In deep learning, 3D CNNs are used for 3D feature extraction. The key point is to replace the 2D convolution and pooling operations in the traditional 2D CNN with 3D convolution and pooling operations. This is to accommodate the multi-view 3D input patches (i.e., 40 × 40 × 40). For the 3D inception model, there are a total of 145 layers, including nine inception modules⁶⁵. Each inception module comprises six convolution layers, six batch normalization layers, and two pooling layers. Inside each inception module, we concatenate all the layers in the channel dimension at the last step. Before the classification layer, we adopt a dropout layer with an inactivation rate of 0.4. The specific size and number of convolutional kernels are displayed in Supplementary Table 6. The 3D VGG model has 27 layers, including five convolutional blocks⁶⁶. Each convolutional block has either two or three convolutional layers, one pooling layer, and one batch normalization layer. Before the classification layer, we adopt a dropout layer with an inactivation rate of 0.4 and a max pooling layer. The specific size and number of convolutional kernels are displayed in Supplementary Table 7. Lastly, the 3D ResNet model has 87 layers, including eight residual blocks⁶⁷, designed to facilitate the model construction. Each residual block comprises three convolutional layers, five batch normalization layers, and a short connection to combine the input and output in each block. Before the classification layer, we adopt an average pooling layer, a dropout layer with an inactivation rate of 0.4, and a 3D pooling layer. The specific size and number of convolutional kernels are displayed in Supplementary Table 8.
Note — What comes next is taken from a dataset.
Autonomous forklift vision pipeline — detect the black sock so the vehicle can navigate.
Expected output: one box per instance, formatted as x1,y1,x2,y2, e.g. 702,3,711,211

The EMV-3D-CNN model was implemented using Python 3.9 based on TensorFlow 2.8deep learning library and trained on multiple NVIDIA P100 GPUs with 16 GB memory. To obtain a relatively high model performance, we apply both a naïve grid search and a random search strategy for selecting the optimal hyper-parameters. Specifically, we consider the combination of three hyper-parameters, they are the learning rate (i.e., [\({10}^{-4},{10}^{-1}\)]), optimizer (i.e., Adam, SGD, Adagrad, Adadelta, and Nadam), and learning patience epochs (i.e., [5,10,20]). For each individual model in the three tasks, we validate 50 different sets of hyper parameter combinations. To determine the optimal parameter set, we conducted a total of 20 epochs to train the individual model corresponds to a specific hyperparameter set, and recorded the maximum prediction accuracy. Then the hyperparameter combination with the highest accuracy on the validation is chosen as the final parameter set for each individual model. In summary, except for the 3D Inception and 3D VGG model in task 2, all the other models were trained using the Adam optimization algorithm with an initial learning rate of 0.001. When the prediction accuracy did not improve after every 20 epochs, the learning rate was reduced to half of the previous one. Then we adopt Nadam optimization algorithm with an initial learning rate of 0.0032 for 3D Inception and 0.001 for 3D VGG, respectively in task 2. For all the models, the batch sizes of the training and validation sets were fixed to 30 and 20, respectively. Finally, a total of 200 epochs were conducted for each model. To further accelerate the training process, all of the models were trained using an online GPU platform (https://matpool.com). This enables us to use multiple GPUs to run the models in a parallel manner. For each model, we chose the epoch with the maximum prediction accuracy on the validation as the final evaluated model and release the H5 file in public (see code availability).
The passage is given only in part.